Der neue Schwerionenbeschleuniger liefert damit die Voraussetzungen, ganz neue, exotische Isotope zu erzeugen. Denn je höher die Energie der Ionen und je mehr davon auf das Kohlenstoffziel treffen, desto höher ist die Chance, dass es dabei zu Atomverschmelzungen und damit zu neuen Elementen und Isotopen kommt. „Eine der Maßzahlen für potenzielle Neuentdeckungen ist die Intensität des Primärstrahls und der FRIB wird den stärksten Primärstrahl weltweit aufweisen“, sagt Thomas Glasmacher, Leiter des FRIB-Labors.
Tausende noch unbekannter Isotope
Die bei den Kollisionen erzeugte Isotopenmischung kann dann durch vier elektromagnetische Separatoren in ihre Komponenten und Zerfallsprodukte aufgeteilt werden.
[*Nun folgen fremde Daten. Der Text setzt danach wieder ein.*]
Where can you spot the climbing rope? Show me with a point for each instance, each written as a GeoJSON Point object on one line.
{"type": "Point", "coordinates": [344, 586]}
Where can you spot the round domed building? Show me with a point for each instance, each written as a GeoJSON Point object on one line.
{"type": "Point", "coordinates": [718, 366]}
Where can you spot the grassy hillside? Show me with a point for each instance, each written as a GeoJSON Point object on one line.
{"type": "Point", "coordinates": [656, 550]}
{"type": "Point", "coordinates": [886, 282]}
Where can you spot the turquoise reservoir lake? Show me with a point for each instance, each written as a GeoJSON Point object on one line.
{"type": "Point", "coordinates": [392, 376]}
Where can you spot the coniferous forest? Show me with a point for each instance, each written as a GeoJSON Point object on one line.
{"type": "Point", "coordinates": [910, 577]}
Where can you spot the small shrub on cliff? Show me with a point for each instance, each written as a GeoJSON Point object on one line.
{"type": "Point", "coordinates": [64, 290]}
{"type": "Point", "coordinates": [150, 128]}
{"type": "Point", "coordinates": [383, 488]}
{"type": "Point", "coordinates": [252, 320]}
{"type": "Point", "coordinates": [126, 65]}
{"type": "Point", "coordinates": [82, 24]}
Das erlaubt es den Forschenden, gezielt nach neuen, noch unbekannten Isotopen zu suchen und ihr Verhalten zu analysieren. Nach Angaben der Michigan State University, die den FRIB betriebt, könnten in der Anlage rund 80 Prozent aller Isotope hergestellt werden, die Schätzungen zufolge im Universum vorkommen.
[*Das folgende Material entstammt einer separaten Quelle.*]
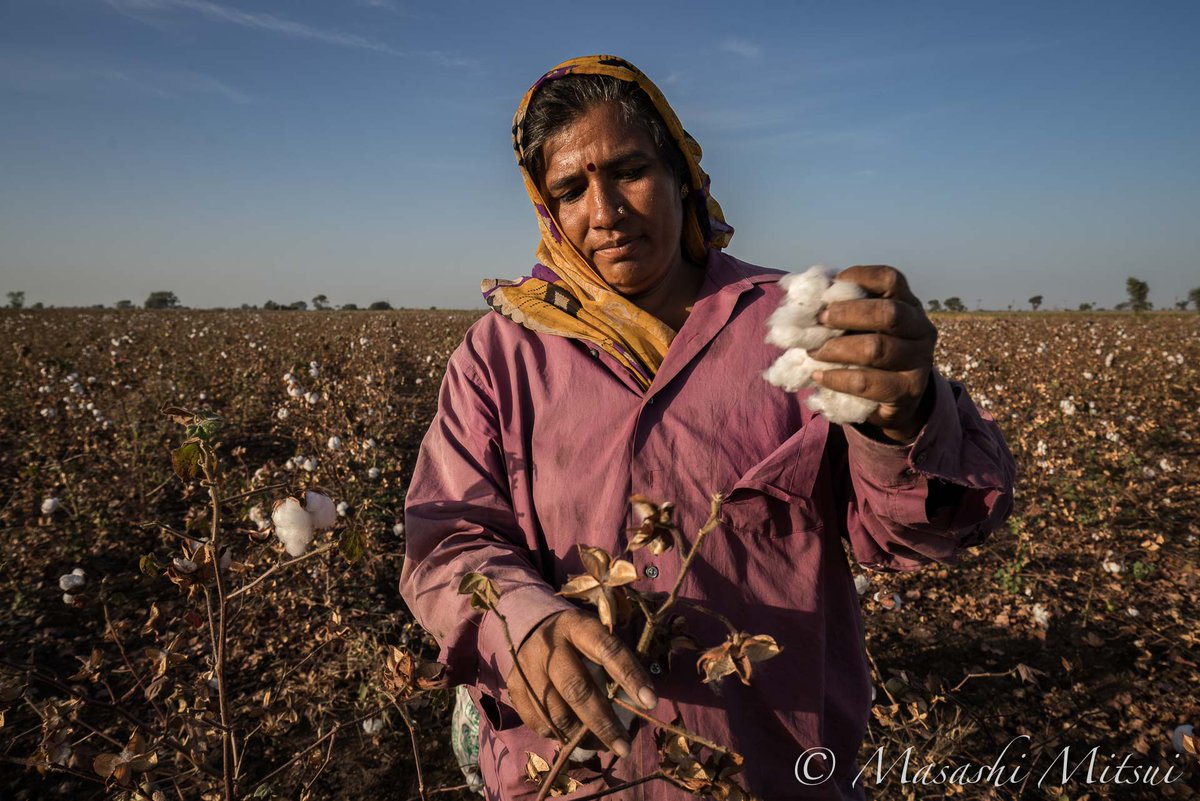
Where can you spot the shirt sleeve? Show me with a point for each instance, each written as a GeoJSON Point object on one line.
{"type": "Point", "coordinates": [929, 500]}
{"type": "Point", "coordinates": [459, 518]}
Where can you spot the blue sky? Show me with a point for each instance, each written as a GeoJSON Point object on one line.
{"type": "Point", "coordinates": [241, 150]}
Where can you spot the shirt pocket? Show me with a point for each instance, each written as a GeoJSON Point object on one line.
{"type": "Point", "coordinates": [774, 498]}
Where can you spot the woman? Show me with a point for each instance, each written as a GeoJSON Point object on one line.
{"type": "Point", "coordinates": [630, 361]}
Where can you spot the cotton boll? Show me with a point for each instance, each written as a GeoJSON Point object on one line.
{"type": "Point", "coordinates": [293, 525]}
{"type": "Point", "coordinates": [841, 290]}
{"type": "Point", "coordinates": [321, 507]}
{"type": "Point", "coordinates": [840, 408]}
{"type": "Point", "coordinates": [792, 371]}
{"type": "Point", "coordinates": [71, 582]}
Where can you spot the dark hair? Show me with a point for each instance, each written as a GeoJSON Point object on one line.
{"type": "Point", "coordinates": [561, 102]}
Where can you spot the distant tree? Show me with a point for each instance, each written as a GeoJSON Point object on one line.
{"type": "Point", "coordinates": [162, 300]}
{"type": "Point", "coordinates": [1138, 291]}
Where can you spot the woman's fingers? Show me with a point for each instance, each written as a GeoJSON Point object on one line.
{"type": "Point", "coordinates": [600, 645]}
{"type": "Point", "coordinates": [879, 314]}
{"type": "Point", "coordinates": [876, 350]}
{"type": "Point", "coordinates": [885, 386]}
{"type": "Point", "coordinates": [881, 279]}
{"type": "Point", "coordinates": [587, 702]}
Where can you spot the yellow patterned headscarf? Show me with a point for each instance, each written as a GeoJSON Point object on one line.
{"type": "Point", "coordinates": [565, 295]}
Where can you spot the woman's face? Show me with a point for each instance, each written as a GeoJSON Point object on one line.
{"type": "Point", "coordinates": [616, 199]}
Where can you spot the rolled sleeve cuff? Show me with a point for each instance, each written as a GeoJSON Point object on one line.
{"type": "Point", "coordinates": [934, 451]}
{"type": "Point", "coordinates": [523, 608]}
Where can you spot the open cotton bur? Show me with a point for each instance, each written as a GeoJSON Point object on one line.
{"type": "Point", "coordinates": [795, 327]}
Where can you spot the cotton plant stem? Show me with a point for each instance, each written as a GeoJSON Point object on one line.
{"type": "Point", "coordinates": [618, 788]}
{"type": "Point", "coordinates": [643, 643]}
{"type": "Point", "coordinates": [417, 750]}
{"type": "Point", "coordinates": [252, 492]}
{"type": "Point", "coordinates": [711, 524]}
{"type": "Point", "coordinates": [280, 566]}
{"type": "Point", "coordinates": [513, 650]}
{"type": "Point", "coordinates": [670, 727]}
{"type": "Point", "coordinates": [227, 742]}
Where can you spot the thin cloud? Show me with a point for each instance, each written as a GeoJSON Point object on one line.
{"type": "Point", "coordinates": [743, 47]}
{"type": "Point", "coordinates": [46, 72]}
{"type": "Point", "coordinates": [255, 20]}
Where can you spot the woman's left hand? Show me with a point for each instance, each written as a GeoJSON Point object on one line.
{"type": "Point", "coordinates": [889, 336]}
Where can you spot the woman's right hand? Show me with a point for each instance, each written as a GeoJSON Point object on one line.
{"type": "Point", "coordinates": [553, 661]}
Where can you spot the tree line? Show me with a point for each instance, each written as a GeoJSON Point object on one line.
{"type": "Point", "coordinates": [1137, 289]}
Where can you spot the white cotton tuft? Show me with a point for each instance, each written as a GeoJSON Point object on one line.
{"type": "Point", "coordinates": [841, 290]}
{"type": "Point", "coordinates": [321, 507]}
{"type": "Point", "coordinates": [840, 407]}
{"type": "Point", "coordinates": [795, 327]}
{"type": "Point", "coordinates": [293, 525]}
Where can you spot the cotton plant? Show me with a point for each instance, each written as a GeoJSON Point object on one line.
{"type": "Point", "coordinates": [298, 519]}
{"type": "Point", "coordinates": [793, 326]}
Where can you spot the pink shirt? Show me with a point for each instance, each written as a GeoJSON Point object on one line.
{"type": "Point", "coordinates": [537, 445]}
Dies bedeutet, dass zu den rund 3.000 schon bekannten Isotopen noch tausende weitere dazu kommen könnten. Die meisten davon gibt es auf der Erde nicht, weil sie nur in den energiereichsten Prozessen des Kosmos entstehen, beispielsweise beim sogenannten schnellen Neutroneneinfang in Supernovae oder Neutronensternkollisionen. „Es gibt Prozesse im Inneren von Sternen, die sehr exotische Atomkerne involvieren, doch bis heute waren nicht imstande, diese exotischen Kerne zu produzieren“, sagt Artemis Spyrou von der Michigan State University.
Nützlich für Grundlagenforschung und praktische Anwendungen
„Die schiere Menge an neuen Information, die wir durch diese Anlage bekommen werden, ist einfach unglaublich“, so der Forscher weiter. „Wir erwarten dadurch definitiv neue Erkenntnisse für die Grundlagenforschung.“ Die am FRIB erzeugten Isotope sollen aber nicht nur der Grundlagenforschung zugute kommen, sondern könnten auch ganz praktischen Nutzen haben. Denn mit ihrer Hilfe lassen sich auch neue Materialien oder medizinische Therapien beispielsweise gegen Krebs entwickeln.
Isotope sind auch dafür nützlich, um Meeresströmungen zu verfolgen, radioaktive Kontaminationen nachzuweisen oder aber physiologische Vorgänge in Organismen zu erforschen.